The MinMax record can be scalar-replaced in the caller if minMax is inlined; the array version cannot. Note Graal's PEA can scalar-replace some array cases C2 cannot.


Bug 9 — Large record exceeds scalar replacement budget

public record Vec16(
    double x0, double x1, double x2, double x3,
    double x4, double x5, double x6, double x7,
    double x8, double x9, double xa, double xb,
    double xc, double xd, double xe, double xf
) {}

double process() {
    Vec16 v = new Vec16(...);                              // 128 bytes of payload
    return v.x0() + v.x1() + ... + v.xf();
}

The record is NoEscape. But scalar replacement needs to assign 16 double fields to SSA values, and register allocation has to find homes for all 16. On x86-64, that's all 16 XMM registers — and there are usually other live values too. The result: register pressure forces spills, and in some cases C2 just gives up and keeps the allocation.

Symptom. A medium-size record that the engineer expected to scalar-replace shows up in PrintEliminateAllocations as not eliminated (or appears in allocation profiling).

Fix. Break large value types into smaller pieces — process 4 at a time as a Vec4, accumulate into scalars. Or accept the allocation: 128 bytes once per call is not a meaningful cost unless the call rate is very high.

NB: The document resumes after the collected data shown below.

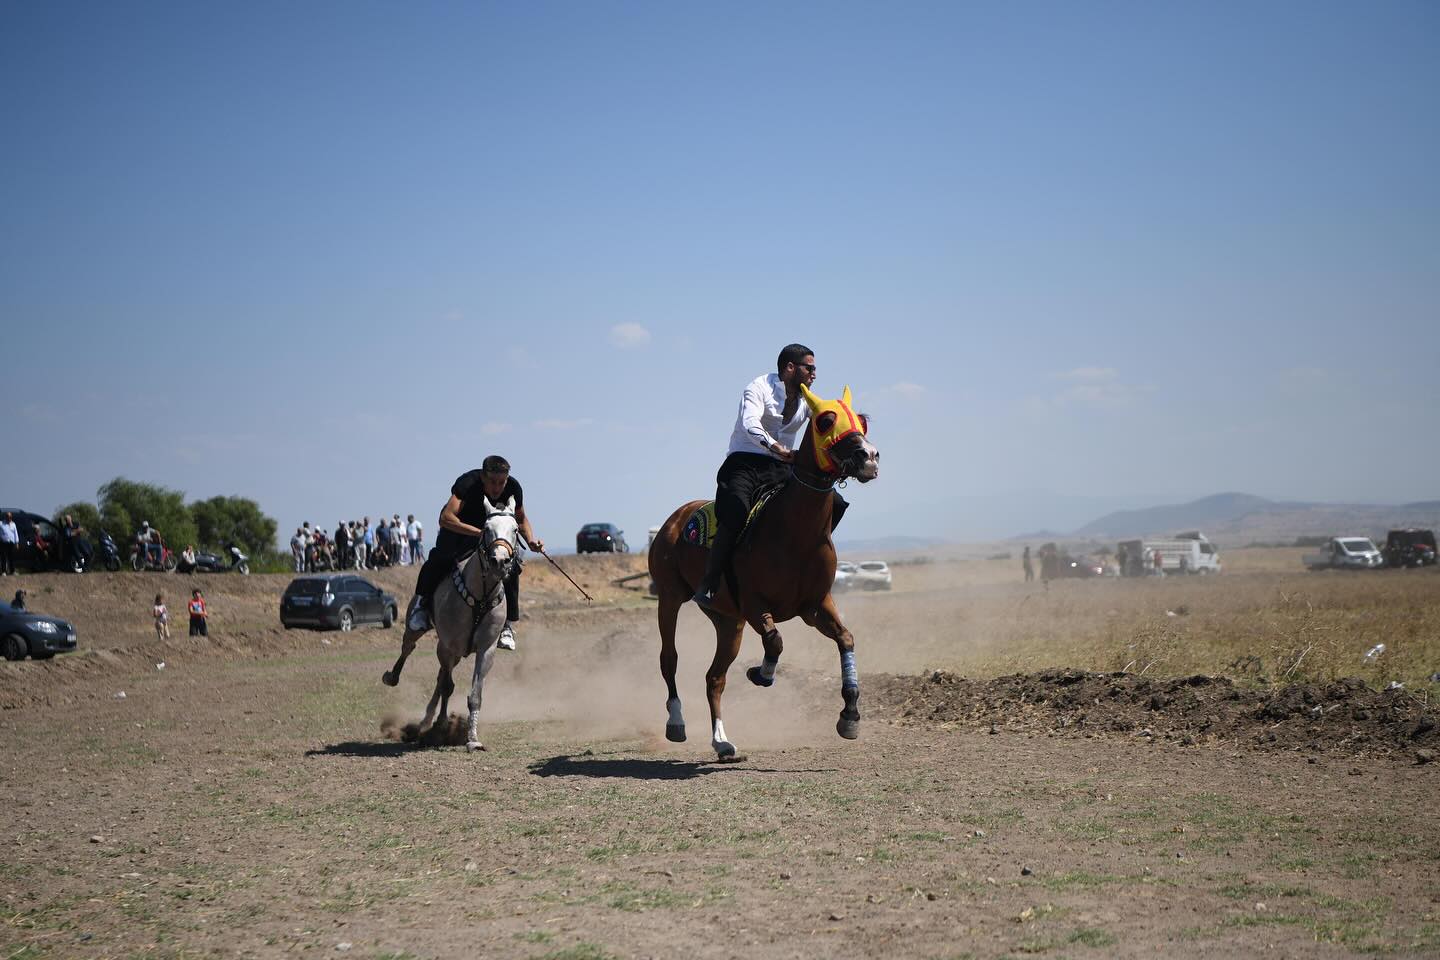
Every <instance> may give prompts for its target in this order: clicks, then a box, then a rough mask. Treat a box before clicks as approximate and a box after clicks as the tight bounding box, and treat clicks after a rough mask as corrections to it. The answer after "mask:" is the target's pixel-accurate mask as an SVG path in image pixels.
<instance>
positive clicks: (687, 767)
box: [530, 754, 815, 780]
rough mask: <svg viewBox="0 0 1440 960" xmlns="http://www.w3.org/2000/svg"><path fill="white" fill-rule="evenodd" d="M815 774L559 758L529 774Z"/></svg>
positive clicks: (738, 765)
mask: <svg viewBox="0 0 1440 960" xmlns="http://www.w3.org/2000/svg"><path fill="white" fill-rule="evenodd" d="M729 771H736V773H786V774H791V773H815V771H796V770H772V769H768V767H752V766H747V764H746V763H744V761H740V763H719V761H716V760H707V761H704V763H697V761H694V760H664V759H644V757H615V759H605V757H590V756H586V754H580V756H577V757H569V756H560V757H550V759H549V760H540V761H537V763H531V764H530V773H533V774H534V776H537V777H622V779H626V780H693V779H696V777H703V776H708V774H711V773H729Z"/></svg>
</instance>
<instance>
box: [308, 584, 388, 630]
mask: <svg viewBox="0 0 1440 960" xmlns="http://www.w3.org/2000/svg"><path fill="white" fill-rule="evenodd" d="M399 609H400V607H399V603H396V600H395V594H392V593H386V592H384V590H382V589H380V587H377V586H374V584H373V583H370V581H369V580H366V579H364V577H357V576H354V574H353V573H328V574H317V576H311V577H295V579H294V580H291V581H289V586H288V587H285V596H282V597H281V599H279V622H281V626H284V628H285V629H289V628H292V626H317V628H323V629H331V630H336V629H338V630H348V629H351V628H353V626H354V625H356V623H379V625H380V626H384V628H389V626H390V625H392V623H395V622H396V620H397V619H399Z"/></svg>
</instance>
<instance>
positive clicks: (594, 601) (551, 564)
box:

Bug 10 — synchronized on non-escaping object — lock elision works

public String render(int x, int y) {
    StringBuilder sb = new StringBuilder();
    synchronized (sb) {                                    // synchronization on NoEscape object
        sb.append("x=").append(x).append(", y=").append(y);
    }
    return sb.toString();
}

Out of context, this looks like a performance bug: synchronized is expensive, and sb is local — why lock at all? But C2 proves sb is NoEscape and the lock is on a thread-local object, so it elides both the monitorenter and monitorexit. The compiled code is identical to the non-synchronized version.

The "bug" is the developer's confusion, not the runtime cost. A code reviewer sees the synchronized and recommends removing it; the developer protests "but EA handles this". Both are right: the lock is free today, but it's also misleading (signals shared mutation that doesn't exist) and depends on EA succeeding. If the surrounding code ever changes to make sb escape, the lock suddenly costs real cycles.

Symptom. No runtime symptom; a maintainability symptom. The next engineer wastes 20 minutes wondering what sb is shared with.

Fix. Remove the synchronized. Trust EA where it helps; don't depend on lock elision to clean up code-smell locks.


Quick takeaways

  • A benchmark showing 0.0 B/op proves EA succeeded on that benchmark, not in production.
  • Storing an object reference in any heap-reachable location is GlobalEscape — no EA help.
  • Records help; final classes help; non-final classes and megamorphic call sites hurt.
  • Lambdas without captures are static singletons; lambdas with captures can still escape.
  • Arrays don't scalar-replace in HotSpot C2 (Graal can do some cases). Use records for small fixed tuples.
  • Large records hit register-allocation pressure; break them up if scalar replacement matters.
  • Lock elision rescues synchronized on NoEscape objects — but don't rely on it stylistically.

What's next

Topic File
Records + EA pipelines, Graal PEA, Valhalla future optimize.md
Hands-on JMH exercises tasks.md
20 interview Q&A interview.md

See also: ../01-jvm-method-dispatch/ for why megamorphic calls defeat the inliner that EA depends on, and ../04-object-memory-layout/ for what an un-eliminated allocation actually costs in bytes.


Memorize this: EA failures are silent — the code still works, it just allocates. The cheapest detection is -prof gc in CI on every hot benchmark. The 10 bugs above are not exotic; they are the common shapes you will encounter in real codebases. Recognise the smell (field store, return, lambda capture, megamorphic call, large array, large record) and fix the smell, not the symptom.